The most striking condition of the atmosphere in these mines was the uniform temperature. At a distance of about 1,000 yards from the pit bottom little or no variation in the temperature was noted from day to day over several months. The advantages of uniform temperatures are obvious, and when these are combined, as they are, with shelter from cold winds and rain, they place the occupation of coal mining on much more favourable conditions than are experienced by workmen exposed to quite the reverse conditions, such as ploughmen, railway surfacemen, and others. A great deal has been written about coal dust, and its effect in producing bronchial and pulmonary affections in coal miners. No doubt, when ventilation was imperfect in coal mines, a great deal of what is called "coal miner's lung" existed, but now-a-days, at least in Fifeshire, it is rarely seen. The Registrar- General for England goes so far as to state his belief that coal dust has a preservative rather than a destructive action on lung tissue. I have no hesitation in saying that coal dust in ordinary wounds of the skin and muscles has little or no injurious action, and that enormous wounds, which have been impounded with coal dust, heal as readily as others without this foreign matter.

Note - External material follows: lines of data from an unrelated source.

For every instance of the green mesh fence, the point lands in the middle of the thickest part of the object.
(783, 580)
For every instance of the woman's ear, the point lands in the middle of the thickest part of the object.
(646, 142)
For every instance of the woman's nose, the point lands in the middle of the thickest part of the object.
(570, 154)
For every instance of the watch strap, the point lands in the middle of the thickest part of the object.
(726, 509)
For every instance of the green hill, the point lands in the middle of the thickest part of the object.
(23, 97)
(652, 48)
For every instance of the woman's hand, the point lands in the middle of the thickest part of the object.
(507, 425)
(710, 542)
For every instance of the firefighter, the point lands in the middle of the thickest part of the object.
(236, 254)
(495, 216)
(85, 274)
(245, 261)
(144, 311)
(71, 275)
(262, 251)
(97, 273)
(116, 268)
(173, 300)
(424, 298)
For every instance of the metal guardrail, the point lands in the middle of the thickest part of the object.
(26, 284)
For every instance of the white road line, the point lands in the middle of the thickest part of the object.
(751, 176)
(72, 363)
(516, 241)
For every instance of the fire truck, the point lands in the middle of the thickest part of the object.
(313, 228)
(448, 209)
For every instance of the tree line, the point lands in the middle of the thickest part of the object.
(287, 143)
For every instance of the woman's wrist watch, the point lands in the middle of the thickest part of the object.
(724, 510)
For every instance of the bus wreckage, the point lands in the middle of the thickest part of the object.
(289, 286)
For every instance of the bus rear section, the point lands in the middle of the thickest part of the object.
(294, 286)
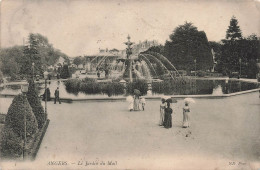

If the same amount of dust, say from a road or street, had been introduced into such wounds, I need scarcely say the effect would have been quite different. I have never seen a wound produced in a coal mine to be followed by tetanus, and surgeons know that a very small wound polluted with ordinary garden soil is often followed by tetanus. Reasoning by analogy, my experience thus goes so far to support the theory that coal dust has not the pernicious action on the bronchial or pulmonary tissues as was at one time believed. If this is not actually the case, how can the fact be explained that a man who has worked in coal mines for many years, and after having discontinued to do so for about ten years, without having a symptom of any chest affection until he caught a "cold," and then began to expectorate " black spit." The coal dust had lain dormant during all those years without producing any irritation whatever. This case occurred in my own practice. The chemical condition of the air of coal mines is not one which can be discussed here, but my observations went to show that the condition found compared favourably with those found in schools, public buildings, and ordinary inhabited houses.